Mal connus, les lycées professionnels font l’objet de « réformes » incessantes afin de les déstructurer et de les détruire. Toutes n’ont qu’un seul but : diminuer les heures d’enseignement général et technique au bénéfice du temps passé en entreprises. On imagine aisément la suite : les faire entrer dans le « marché » de la formation professionnelle pour à terme les fusionner avec les CFA ! Les politiques tournent depuis 20 ans autour de ce projet mortifère pour les LP. Quand on rapproche les 25 milliards d’argent public qui dégoulinent sur l’apprentissage aux 5 milliards qui permettent aux LP de survivre, pas besoin d’être grand clerc pour deviner la suite !
Le lycée professionnel doit retrouver ses racines
Le lycée professionnel doit retrouver ses racines.

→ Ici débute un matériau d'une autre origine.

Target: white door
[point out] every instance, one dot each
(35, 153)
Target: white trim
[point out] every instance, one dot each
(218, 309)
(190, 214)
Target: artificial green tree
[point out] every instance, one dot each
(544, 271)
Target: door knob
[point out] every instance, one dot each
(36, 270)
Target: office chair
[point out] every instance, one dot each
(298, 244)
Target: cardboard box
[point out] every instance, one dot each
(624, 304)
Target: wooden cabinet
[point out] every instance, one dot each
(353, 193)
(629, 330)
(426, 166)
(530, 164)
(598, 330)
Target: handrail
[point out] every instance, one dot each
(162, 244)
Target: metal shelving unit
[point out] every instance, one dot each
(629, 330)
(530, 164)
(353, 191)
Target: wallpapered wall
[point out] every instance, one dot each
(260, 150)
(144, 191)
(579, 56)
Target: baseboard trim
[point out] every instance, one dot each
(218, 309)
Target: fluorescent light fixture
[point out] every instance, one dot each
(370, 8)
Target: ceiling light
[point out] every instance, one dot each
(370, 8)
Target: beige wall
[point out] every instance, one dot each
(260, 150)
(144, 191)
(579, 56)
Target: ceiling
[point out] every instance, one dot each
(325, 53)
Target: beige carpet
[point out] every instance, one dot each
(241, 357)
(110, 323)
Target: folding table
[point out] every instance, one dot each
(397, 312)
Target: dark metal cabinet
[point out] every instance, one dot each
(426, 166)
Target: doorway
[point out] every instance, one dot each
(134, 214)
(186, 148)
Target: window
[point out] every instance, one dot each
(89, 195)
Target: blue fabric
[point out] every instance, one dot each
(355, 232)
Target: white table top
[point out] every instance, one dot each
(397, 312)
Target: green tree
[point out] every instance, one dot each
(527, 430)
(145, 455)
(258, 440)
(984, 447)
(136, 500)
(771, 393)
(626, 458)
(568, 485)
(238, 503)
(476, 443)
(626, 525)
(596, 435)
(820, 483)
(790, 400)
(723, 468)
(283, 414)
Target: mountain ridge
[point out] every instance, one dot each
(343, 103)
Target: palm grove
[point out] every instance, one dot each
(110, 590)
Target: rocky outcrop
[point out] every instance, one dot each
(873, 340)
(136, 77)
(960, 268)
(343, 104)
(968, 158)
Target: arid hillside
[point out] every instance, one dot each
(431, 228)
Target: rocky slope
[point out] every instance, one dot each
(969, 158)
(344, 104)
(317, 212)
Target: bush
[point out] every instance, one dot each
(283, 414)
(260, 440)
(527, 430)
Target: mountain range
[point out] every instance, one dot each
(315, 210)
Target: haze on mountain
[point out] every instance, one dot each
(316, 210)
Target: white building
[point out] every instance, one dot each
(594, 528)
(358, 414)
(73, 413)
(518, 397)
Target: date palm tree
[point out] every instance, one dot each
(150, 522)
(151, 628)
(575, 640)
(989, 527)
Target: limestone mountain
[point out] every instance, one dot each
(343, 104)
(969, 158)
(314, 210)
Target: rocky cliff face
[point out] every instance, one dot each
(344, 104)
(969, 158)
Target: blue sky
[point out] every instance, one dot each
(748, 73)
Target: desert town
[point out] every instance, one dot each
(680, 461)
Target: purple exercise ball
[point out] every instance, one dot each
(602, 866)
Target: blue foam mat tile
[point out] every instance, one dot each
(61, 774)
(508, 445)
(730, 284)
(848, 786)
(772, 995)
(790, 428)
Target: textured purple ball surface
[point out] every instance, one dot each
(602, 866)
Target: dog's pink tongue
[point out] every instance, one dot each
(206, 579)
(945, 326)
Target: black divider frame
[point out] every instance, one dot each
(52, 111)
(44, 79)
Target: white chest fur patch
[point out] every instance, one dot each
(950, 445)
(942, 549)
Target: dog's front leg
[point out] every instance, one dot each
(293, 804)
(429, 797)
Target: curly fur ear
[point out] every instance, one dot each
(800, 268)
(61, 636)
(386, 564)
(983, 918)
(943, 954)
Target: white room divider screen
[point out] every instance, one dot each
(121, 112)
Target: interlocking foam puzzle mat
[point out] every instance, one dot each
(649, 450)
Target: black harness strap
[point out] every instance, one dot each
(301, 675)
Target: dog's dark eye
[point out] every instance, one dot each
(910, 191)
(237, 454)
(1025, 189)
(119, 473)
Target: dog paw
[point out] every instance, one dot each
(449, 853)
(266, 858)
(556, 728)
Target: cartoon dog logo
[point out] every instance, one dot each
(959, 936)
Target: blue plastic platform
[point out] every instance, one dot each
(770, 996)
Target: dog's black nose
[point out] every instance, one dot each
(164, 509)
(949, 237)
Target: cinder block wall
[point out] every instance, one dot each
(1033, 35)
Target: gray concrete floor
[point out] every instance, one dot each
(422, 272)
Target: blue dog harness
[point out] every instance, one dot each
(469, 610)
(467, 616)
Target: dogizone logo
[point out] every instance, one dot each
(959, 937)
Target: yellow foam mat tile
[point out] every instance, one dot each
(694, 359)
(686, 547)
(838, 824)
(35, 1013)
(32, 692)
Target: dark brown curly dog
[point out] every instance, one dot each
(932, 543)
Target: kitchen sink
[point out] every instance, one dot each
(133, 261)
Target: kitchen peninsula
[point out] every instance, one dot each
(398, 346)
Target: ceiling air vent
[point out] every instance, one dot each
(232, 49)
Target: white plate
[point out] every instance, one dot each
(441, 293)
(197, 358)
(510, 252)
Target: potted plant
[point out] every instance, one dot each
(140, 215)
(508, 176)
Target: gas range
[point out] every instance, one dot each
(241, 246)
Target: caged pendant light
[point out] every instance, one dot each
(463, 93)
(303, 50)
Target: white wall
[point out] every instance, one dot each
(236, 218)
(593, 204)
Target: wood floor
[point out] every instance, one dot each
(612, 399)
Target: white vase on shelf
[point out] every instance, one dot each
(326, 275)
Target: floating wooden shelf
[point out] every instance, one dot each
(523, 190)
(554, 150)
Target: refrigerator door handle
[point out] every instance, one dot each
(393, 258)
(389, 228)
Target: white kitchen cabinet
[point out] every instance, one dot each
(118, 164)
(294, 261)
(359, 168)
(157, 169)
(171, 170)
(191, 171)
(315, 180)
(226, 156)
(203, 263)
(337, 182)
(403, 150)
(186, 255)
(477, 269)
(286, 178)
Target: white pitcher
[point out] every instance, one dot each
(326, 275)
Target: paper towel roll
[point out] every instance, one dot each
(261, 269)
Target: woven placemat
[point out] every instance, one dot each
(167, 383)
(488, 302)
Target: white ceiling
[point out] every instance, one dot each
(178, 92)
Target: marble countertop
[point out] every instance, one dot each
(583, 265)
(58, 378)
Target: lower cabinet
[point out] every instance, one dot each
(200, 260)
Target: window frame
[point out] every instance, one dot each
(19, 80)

Les formations qui y sont dispensées sont indissociables du développement économique de notre pays en étroite relation avec les exigences écologiques. L’État doit conserver la maîtrise de l’enseignement professionnel. C’est vital pour nos jeunes et pour l’avenir du pays. Il n’est d’ailleurs pas besoin d’un long discours pour l’illustrer : les LP forment 55,5 % des jeunes dans le secteur de la Production quand l’apprentissage n’en forme que 35 % (RERS 2024) !! Il est vrai que le secteur des Services rapporte beaucoup plus aux « marchands » de la formation professionnelle ! En effet, il n’y a pas besoin de beaucoup d’investissements humains et pédagogiques quand 100 % des cours sont en distanciel !!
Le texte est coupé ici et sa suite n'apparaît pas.